Tandis que des images d’archives rappellent ce que fut le fascisme espagnol, voici donc cette femme en guérillera urbaine solitaire et inventive. Elle mène des enquêtes périlleuses, organise des opérations clandestines et des rendez-vous secrets selon le répertoire du polar. La voix off et un montage serré contribuent à créer cette tension particulière.
Et pourtant, l’activisme de l’héroïne s’intègre à une attention aux rues de la ville, et à des pratiques –formation de sténotypistes, entraînement de choristes, déménagement d’un piano– qui n’ont apparemment aucun lien avec l’intrigue.
Délicatesse et émotions électriques
Surtout, il règne dans chaque plan une forme de délicatesse gracieuse qui, malgré les émotions électriques, circule depuis cette séquence d’ouverture étrangement belle où une main suit une piste sur une succession de cartes et de plans. Et finit, hors cartes, par trouver une autre main. L’enquête sur des lieux et des trajets, possiblement utile aux investigations de Vera, y devient poème visuel, à la fois graphique et attentif aux territoires, et à ce qui les dépasse.
Ignorée par les puissants, vaincue de la grande histoire mais décidée à ne pas se laisser faire, Vera dit: «Il ne me reste que mon histoire et ma façon de la raconter.» Sa façon de la raconter, qui est aussi la façon qu’a Iriarte de construire son film, est une lutte, aux conséquences inattendues.
L’enquête de Vera n’était que le premier chapitre, présenté comme une lettre de la mère à ce fils qu’elle ne connaît pas. Mais voici que, dans le deuxième chapitre, apparaissent le fils, Egoz, et sa mère adoptive, Cora. Voici que se nouent d’autres tensions, d’autres manières de faire exister des histoires individuelles, intimes, dans des environnements multiples et reliés.

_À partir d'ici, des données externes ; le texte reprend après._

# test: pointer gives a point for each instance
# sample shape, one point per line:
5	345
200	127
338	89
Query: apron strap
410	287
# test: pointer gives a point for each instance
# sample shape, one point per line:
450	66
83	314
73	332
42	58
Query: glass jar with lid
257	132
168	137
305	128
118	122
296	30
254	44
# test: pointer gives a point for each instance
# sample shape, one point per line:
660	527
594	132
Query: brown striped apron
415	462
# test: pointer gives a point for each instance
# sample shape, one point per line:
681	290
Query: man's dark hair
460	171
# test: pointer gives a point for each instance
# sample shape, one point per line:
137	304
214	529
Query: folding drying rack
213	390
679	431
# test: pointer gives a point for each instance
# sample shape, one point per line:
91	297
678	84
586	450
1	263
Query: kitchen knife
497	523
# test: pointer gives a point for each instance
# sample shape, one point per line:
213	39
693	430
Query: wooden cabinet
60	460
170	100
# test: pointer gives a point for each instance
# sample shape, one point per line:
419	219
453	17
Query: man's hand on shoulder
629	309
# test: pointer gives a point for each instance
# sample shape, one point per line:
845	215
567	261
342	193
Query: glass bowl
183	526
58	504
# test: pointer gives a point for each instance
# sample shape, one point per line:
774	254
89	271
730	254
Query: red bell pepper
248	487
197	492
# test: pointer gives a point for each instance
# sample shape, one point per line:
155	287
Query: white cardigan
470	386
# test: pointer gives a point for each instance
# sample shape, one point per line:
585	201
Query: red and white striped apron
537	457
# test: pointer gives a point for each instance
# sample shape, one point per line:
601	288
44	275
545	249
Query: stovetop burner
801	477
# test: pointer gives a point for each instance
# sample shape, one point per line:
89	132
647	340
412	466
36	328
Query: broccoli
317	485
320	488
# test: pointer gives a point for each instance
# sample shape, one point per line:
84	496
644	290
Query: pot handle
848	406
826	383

La lettre du premier chapitre, Vera l’a écrite et envoyée, en deux exemplaires, à Egoz et à Cora dont elle a fini par retrouver la trace. Elle dit qu’elle sera dans une maison, au loin, dans le nord du Portugal. Egoz, le jeune homme, part à sa rencontre. Cora le suit.
Ce qu’il adviendra entre eux trois, il ne convient pas de le dire ici. Il faut dire plutôt combien ces récits, ces conflits, ces émotions, ces souvenirs s’inscrivent dans un univers étonnamment riche, se fondent dans des scènes qui semblent sans rapport direct et relèvent de tonalités différentes, et qui pourtant s’harmonisent.
Dos Madres raconte l’histoire de Vera, Egoz et Cora. Mais leur histoire prend place dans un monde plus vaste, où des gens différents font des choses différentes. «Font des choses», drôle d’expression, mais assez appropriée ici tant ce qui se pratique sous nos yeux relève du domaine du «faire»: transporter des meubles, accorder un piano, exercer son visage et sa gorge pour mieux chanter…

Pas à pas, l’invention d’un système de signes et de modes de reconnaissance entre Egoz (Manuel Egozkue) et ses deux mères, Cora (Ana Torrent) et Vera. | Shellac
Vera, Egoz et Cora s’approcheront, s’accorderont comme s’accordent des danseurs à mesure qu’une chorégraphie commune s’inventent entre eux. Ils s’accordent aussi à leur environnement, comme la mise en scène s’accorde à ses personnages et aux situations de la fiction, et aux tensions qui en émanent. Accords intimes et précis, attentifs, quoique sans illusion sur les duretés et les laideurs du monde. (…)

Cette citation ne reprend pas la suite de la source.